The official implementation for "FQ-ViT: Fully Quantized Vision Transformer without Retraining".

Overview

FQ-ViT [arXiv]

This repo contains the official implementation of "FQ-ViT: Fully Quantized Vision Transformer without Retraining".

Table of Contents

Introduction

Transformer-based architectures have achieved competitive performance in various CV tasks. Compared to the CNNs, Transformers usually have more parameters and higher computational costs, presenting a challenge when deployed to resource-constrained hardware devices.

Most existing quantization approaches are designed and tested on CNNs and lack proper handling of Transformer-specific modules. Previous work found there would be significant accuracy degradation when quantizing LayerNorm and Softmax of Transformer-based architectures. As a result, they left LayerNorm and Softmax unquantized with floating-point numbers. We revisit these two exclusive modules of the Vision Transformers and discover the reasons for degradation. In this work, we propose the FQ-ViT, the first fully quantized Vision Transformer, which contains two specific modules: Powers-of-Two Scale (PTS) and Log-Int-Softmax (LIS).

Layernorm quantized with Powers-of-Two Scale (PTS)

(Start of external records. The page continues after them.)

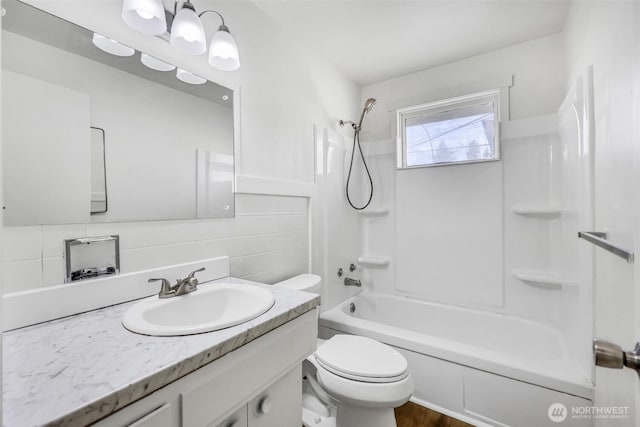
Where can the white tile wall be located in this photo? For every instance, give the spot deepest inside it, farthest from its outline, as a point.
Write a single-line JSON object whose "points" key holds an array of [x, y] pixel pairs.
{"points": [[267, 241]]}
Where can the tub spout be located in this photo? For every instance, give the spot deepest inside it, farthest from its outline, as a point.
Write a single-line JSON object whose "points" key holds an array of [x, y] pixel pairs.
{"points": [[352, 282]]}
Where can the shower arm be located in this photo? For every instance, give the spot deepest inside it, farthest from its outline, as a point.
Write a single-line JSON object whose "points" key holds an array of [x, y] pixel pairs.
{"points": [[353, 124]]}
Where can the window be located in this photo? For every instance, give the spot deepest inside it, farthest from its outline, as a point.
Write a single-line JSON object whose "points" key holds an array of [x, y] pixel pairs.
{"points": [[451, 131]]}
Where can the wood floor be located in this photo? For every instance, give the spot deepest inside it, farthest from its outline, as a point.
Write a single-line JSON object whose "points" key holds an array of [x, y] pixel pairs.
{"points": [[412, 415]]}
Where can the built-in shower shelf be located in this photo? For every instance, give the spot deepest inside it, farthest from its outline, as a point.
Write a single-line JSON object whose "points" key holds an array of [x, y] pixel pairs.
{"points": [[536, 211], [374, 261], [375, 212], [542, 279]]}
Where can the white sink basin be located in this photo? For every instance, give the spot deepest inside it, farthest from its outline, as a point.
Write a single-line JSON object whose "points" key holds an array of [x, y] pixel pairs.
{"points": [[209, 308]]}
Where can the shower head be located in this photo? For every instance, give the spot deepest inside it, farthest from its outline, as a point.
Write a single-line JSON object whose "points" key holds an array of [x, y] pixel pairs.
{"points": [[368, 106]]}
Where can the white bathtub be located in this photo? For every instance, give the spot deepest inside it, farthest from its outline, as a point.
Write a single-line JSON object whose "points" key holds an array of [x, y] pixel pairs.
{"points": [[470, 362]]}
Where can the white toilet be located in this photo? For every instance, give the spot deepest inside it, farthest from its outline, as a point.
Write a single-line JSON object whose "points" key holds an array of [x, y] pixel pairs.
{"points": [[352, 381]]}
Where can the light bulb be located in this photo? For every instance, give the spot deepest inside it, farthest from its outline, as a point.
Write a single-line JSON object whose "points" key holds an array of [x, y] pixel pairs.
{"points": [[223, 53], [145, 16]]}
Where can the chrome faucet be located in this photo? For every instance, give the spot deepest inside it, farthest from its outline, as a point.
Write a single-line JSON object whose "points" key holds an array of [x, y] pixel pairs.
{"points": [[182, 286], [352, 282]]}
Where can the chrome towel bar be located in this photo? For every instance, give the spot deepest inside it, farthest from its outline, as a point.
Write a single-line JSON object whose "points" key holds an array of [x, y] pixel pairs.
{"points": [[600, 239]]}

These two figures below show that there exists serious inter-channel variation in Vision Transformers than CNNs, which leads to unacceptable quantization errors with layer-wise quantization.

Taking the advantages of both layer-wise and channel-wise quantization, we propose PTS for LayerNorm's quantization. The core idea of PTS is to equip different channels with different Powers-of-Two Scale factors, rather than different quantization scales.

Softmax quantized with Log-Int-Softmax (LIS)

The storage and computation of attention map is known as a bottleneck for transformer structures, so we want to quantize it to extreme lower bit-width (e.g. 4-bit). However, if directly implementing 4-bit uniform quantization, there will be severe accuracy degeneration. We observe a distribution centering at a fairly small value of the output of Softmax, while only few outliers have larger values close to 1. Based on the following visualization, Log2 preserves more quantization bins than uniform for the small value interval with dense distribution.

Combining Log2 quantization with i-exp, which is a polynomial approximation of exponential function presented by I-BERT, we propose LIS, an integer-only, faster, low consuming Softmax.

The whole process is visualized as follow.

Getting Started

Install

  • Clone this repo.
git clone https://github.com/linyang-zhh/FQ-ViT.git
cd FQ-ViT
  • Create a conda virtual environment and activate it.
conda create -n fq-vit python=3.7 -y
conda activate fq-vit
  • Install PyTorch and torchvision. e.g.,
conda install pytorch=1.7.1 torchvision cudatoolkit=10.1 -c pytorch

Data preparation

You should download the standard ImageNet Dataset.

├── imagenet
│   ├── train
|
│   ├── val

Run

Example: Evaluate quantized DeiT-S with MinMax quantizer and our proposed PTS and LIS

python test_quant.py deit_small <YOUR_DATA_DIR> --quant --pts --lis --quant-method minmax
  • deit_small: model architecture, which can be replaced by deit_tiny, deit_base, vit_base, vit_large, swin_tiny, swin_small and swin_base.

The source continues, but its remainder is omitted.